Carbon is perhaps the most political compound on the planet, yet like data, it is invisible. Its consequences are clearly visible today and our governance is vital for transforming sustainable living practices in response to the Climate Crisis, COP26, Terra Carta and the IPCC targets proposed by the United Nations 2030 agenda. Compiling historical records from military to education, outer space to domestic space, the very first Barometer to the modern home Smart Meter, the methods in which we compile carbon and environmental data are becoming ever more personal. Despite this shift into the private realm, the apparatus and technology remain inaccessible to most people. Exploring the research by Paul Edwards concerning climate knowledge infrastructure 1 and by Jennifer Gabrys in relation to sensing practices 2, the project aims to unveil an alternative approach in compiling carbon as an ongoing archiving tool for recording impact, knowledge and value which becomes the ethical tension point between the personal and the global scales. It looks at how compiling carbon data might be reimagined by advancing technology for compiling carbon within the Internet of Things, Smart Home Devices and Sensor Technologies. The ongoing act of compiling carbon can be explored through new forms of media representations and may become more personal, visible and actionable. This makes the potential of personal scale data interaction greater and more accessible during existing conditions of isolation.

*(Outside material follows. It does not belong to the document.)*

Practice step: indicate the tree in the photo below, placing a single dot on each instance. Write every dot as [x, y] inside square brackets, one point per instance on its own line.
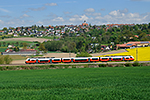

Conceived as a video format, the project begins with a personal documentation of compiling carbon to move to a larger scale infrastructure of digital twins of UK local authorities and companies as a final comparison matrix. Structured as a series of five timelines, each exploring carbon compiling at five different scales and aims, it ultimately contrasts the distance created between the climate apparatus from 1:1 to 1:10000. The project further explores the data ethics and historical governance of compiling carbon, footprinting and offsetting as an ongoing transboundary project between apparatus, bodies and their environments. By unveiling the interconnected network of actors, it aims to reflect on both the personal and global responsibilities of compiling carbon in the present to speculate on the future governance of compiling carbon.


  1. Edwards, Paul. 2013. A Vast Machine: Computer Models, Climate Data, and the Politics of Global Warming. Cambridge: MIT Press. 

  2. Gabrys, Jennifer. 2016. Program Earth: Environmental Sensing Technology and the Making of a Computational Planet. Minneapolis: University of Minnesota Press.